I miss being young (I am 23 and very old now) and creative and artistic and having so much energy for everything and wanting to stay up doing cutesy artsy things!
I teach middle school. And even though I'm 23, I feel some days like I'm 53.
I AM SO TIRED.
Lately, I've been calling the building in which I teach a "living hell." And it's not because of the kids, or the teachers, or the curriculum, or anything like that. It's because of the heat. It's fucking hot on the second floor. Just like I imagine hell is.
It is exhausting.
Last year was my first year teaching, and it kicked my ass incredibly. It was the most stressful, most difficult year that I have ever had. That being said, I'm a little insane and decided to go for year two. Here I am.
My point is this: I don't write like I used to.

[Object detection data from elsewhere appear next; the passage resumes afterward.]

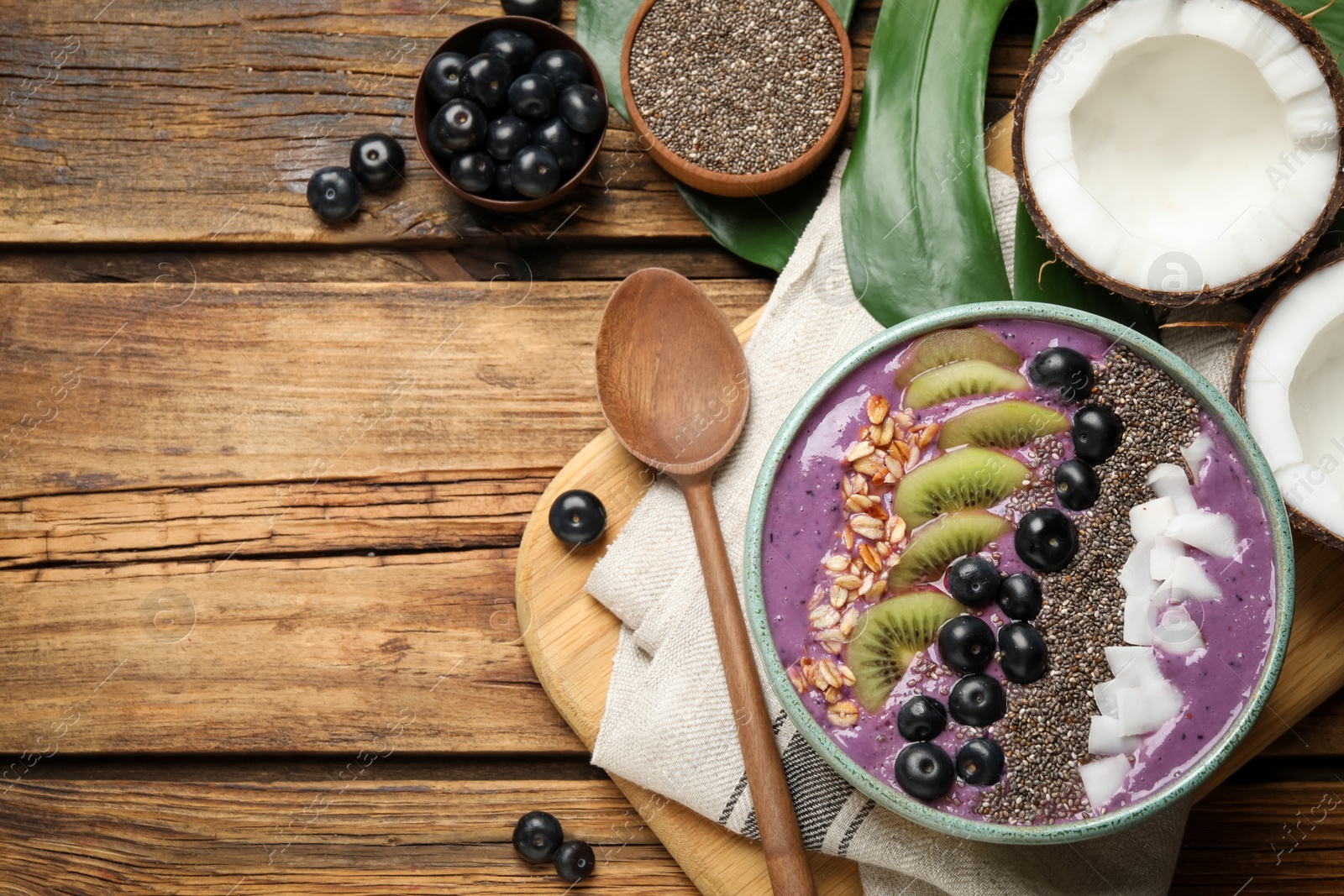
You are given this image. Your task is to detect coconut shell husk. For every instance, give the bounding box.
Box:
[1012,0,1344,307]
[1231,249,1344,551]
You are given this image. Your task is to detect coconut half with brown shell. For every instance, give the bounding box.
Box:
[1232,249,1344,549]
[1012,0,1344,305]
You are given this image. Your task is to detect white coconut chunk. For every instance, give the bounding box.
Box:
[1147,464,1199,513]
[1093,679,1120,720]
[1087,716,1144,757]
[1019,0,1339,301]
[1129,498,1176,542]
[1078,757,1129,809]
[1167,556,1223,600]
[1153,603,1205,656]
[1180,432,1214,485]
[1147,535,1185,582]
[1167,511,1236,558]
[1116,681,1183,735]
[1106,646,1165,688]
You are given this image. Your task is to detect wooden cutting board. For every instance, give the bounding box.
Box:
[517,125,1344,896]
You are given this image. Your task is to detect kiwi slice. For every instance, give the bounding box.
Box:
[887,511,1012,587]
[896,327,1021,385]
[906,359,1031,408]
[938,398,1068,450]
[844,591,963,712]
[892,445,1031,525]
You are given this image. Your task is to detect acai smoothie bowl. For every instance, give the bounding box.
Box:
[744,302,1293,844]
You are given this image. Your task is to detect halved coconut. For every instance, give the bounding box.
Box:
[1232,249,1344,549]
[1012,0,1344,305]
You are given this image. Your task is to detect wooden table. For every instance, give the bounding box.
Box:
[0,0,1344,896]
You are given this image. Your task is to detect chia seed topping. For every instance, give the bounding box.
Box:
[630,0,844,175]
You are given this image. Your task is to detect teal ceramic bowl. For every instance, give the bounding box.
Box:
[743,302,1293,845]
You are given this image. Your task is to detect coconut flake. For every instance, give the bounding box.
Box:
[1078,757,1129,809]
[1166,511,1236,558]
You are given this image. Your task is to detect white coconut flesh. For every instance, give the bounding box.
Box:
[1021,0,1339,293]
[1242,264,1344,538]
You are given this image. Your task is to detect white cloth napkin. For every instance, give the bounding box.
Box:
[587,157,1218,896]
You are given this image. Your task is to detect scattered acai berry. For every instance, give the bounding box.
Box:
[423,52,466,107]
[1055,458,1100,511]
[349,134,406,190]
[896,694,948,740]
[547,489,606,544]
[449,149,495,193]
[948,553,999,607]
[1026,345,1094,401]
[513,811,564,862]
[948,674,1008,728]
[896,743,954,802]
[957,737,1004,787]
[938,616,995,674]
[555,85,606,134]
[1074,405,1125,466]
[1013,508,1078,572]
[533,50,587,90]
[999,572,1042,622]
[999,622,1048,685]
[307,165,361,223]
[555,840,596,884]
[481,29,536,78]
[509,145,560,199]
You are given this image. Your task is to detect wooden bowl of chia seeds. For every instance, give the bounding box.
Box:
[621,0,853,196]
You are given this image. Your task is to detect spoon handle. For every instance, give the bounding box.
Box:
[681,475,817,896]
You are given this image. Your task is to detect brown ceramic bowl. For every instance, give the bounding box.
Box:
[412,16,607,211]
[621,0,853,196]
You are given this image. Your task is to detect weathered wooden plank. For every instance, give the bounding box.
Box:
[0,280,770,496]
[0,550,583,752]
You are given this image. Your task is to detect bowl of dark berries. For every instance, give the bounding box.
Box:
[743,302,1293,844]
[414,16,607,211]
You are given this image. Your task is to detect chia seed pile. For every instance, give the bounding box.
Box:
[630,0,844,175]
[973,348,1199,825]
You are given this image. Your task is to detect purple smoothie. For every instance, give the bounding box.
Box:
[762,320,1275,820]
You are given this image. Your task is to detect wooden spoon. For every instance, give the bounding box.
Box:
[596,267,816,896]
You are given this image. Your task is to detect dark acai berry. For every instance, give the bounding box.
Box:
[533,117,587,177]
[896,743,954,800]
[896,694,948,740]
[957,737,1004,787]
[428,99,486,152]
[999,572,1042,621]
[948,674,1008,728]
[495,161,522,200]
[481,29,536,78]
[462,52,513,109]
[1055,458,1100,511]
[307,165,360,223]
[449,149,495,193]
[509,145,560,199]
[508,74,555,121]
[1013,508,1078,572]
[533,50,587,90]
[948,553,999,607]
[501,0,560,22]
[1026,345,1094,401]
[513,811,564,862]
[549,489,606,544]
[423,52,466,107]
[486,116,533,161]
[555,85,606,134]
[349,134,406,190]
[999,622,1047,685]
[555,840,596,884]
[1074,405,1125,466]
[938,616,995,674]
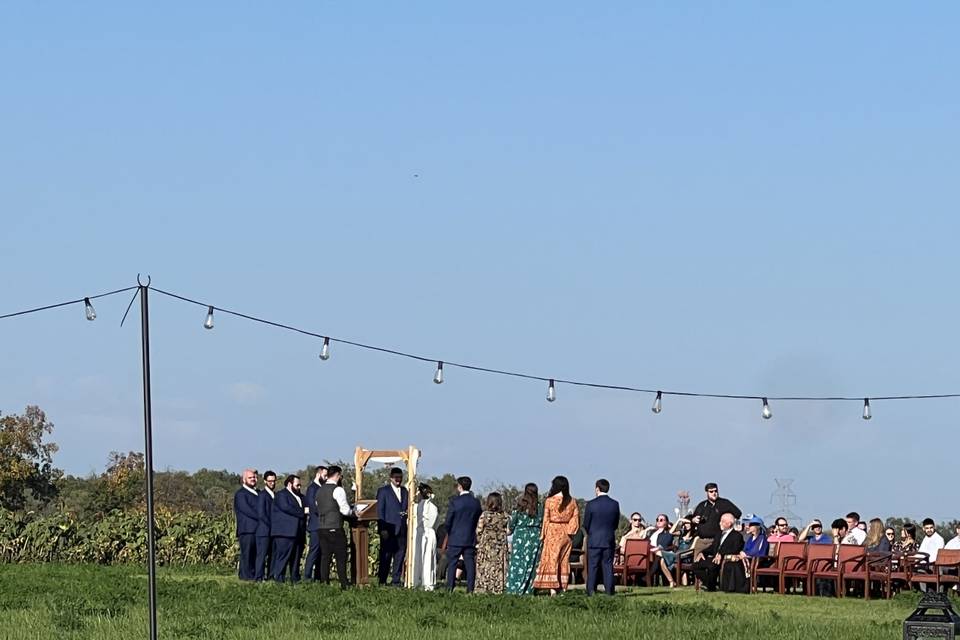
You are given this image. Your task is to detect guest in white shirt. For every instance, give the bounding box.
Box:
[841,511,867,547]
[943,523,960,550]
[918,518,944,564]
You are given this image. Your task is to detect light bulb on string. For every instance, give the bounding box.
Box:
[83,298,97,322]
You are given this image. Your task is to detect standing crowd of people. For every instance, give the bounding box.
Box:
[234,466,960,595]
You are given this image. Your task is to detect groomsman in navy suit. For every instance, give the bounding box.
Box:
[445,476,483,593]
[583,478,620,596]
[233,469,259,580]
[303,465,327,580]
[254,471,277,581]
[377,467,409,586]
[270,476,303,582]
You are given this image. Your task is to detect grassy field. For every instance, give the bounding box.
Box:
[0,565,919,640]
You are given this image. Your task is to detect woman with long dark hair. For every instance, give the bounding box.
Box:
[507,482,543,595]
[533,476,580,595]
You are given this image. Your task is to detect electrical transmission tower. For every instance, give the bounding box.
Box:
[765,478,802,528]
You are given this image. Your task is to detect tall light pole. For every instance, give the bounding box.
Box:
[137,275,157,640]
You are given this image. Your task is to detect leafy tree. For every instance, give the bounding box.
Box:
[0,405,63,511]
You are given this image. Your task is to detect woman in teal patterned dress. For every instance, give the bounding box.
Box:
[507,482,543,594]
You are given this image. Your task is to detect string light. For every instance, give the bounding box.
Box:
[83,298,97,322]
[0,281,960,420]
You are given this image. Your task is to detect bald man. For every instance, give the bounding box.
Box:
[693,513,749,593]
[233,469,259,580]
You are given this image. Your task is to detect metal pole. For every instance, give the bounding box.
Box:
[140,285,157,640]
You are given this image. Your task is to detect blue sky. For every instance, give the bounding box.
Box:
[0,2,960,519]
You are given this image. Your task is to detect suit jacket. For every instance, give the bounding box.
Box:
[303,481,320,531]
[233,487,259,536]
[706,529,743,556]
[583,495,620,549]
[444,493,483,548]
[270,489,303,538]
[377,485,410,535]
[257,489,273,538]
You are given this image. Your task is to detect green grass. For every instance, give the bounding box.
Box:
[0,565,936,640]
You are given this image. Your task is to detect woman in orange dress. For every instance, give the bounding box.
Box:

In many ways, that's good. I imagine it's healthy and normal for me to grow out of my 18-year-old mentality.
There were a lot of really stupid parts about me as an 18-year-old. There were quite a lot of lessons that I hadn't learned, truths that I hadn't yet discovered.
But there were some that I had. Just a few. And I wrote them down, and they were beautiful.
How shocking. Five years later, I can still say that I wrote beautiful things.
What I miss is writing beautiful things.
I still write, here and there. It's a habit that I don't think I'll ever be able to break at this point.
But I still miss this. Writing for an intended audience. Telling stories. It's different from the journal writing that I usually do. It's nice to censor and edit myself every once in a while. It's nice to have an audience, even if it IS imaginary.
I will try to record some stories, here and there. I'll try to pick this blog up again.
I don't want recognition; there's a reason I'm writing from this old high school e-mail address and not my current one.
I don't need to be noticed, not at all.
I just want to be doing something that I love. And keep doing and doing and doing it.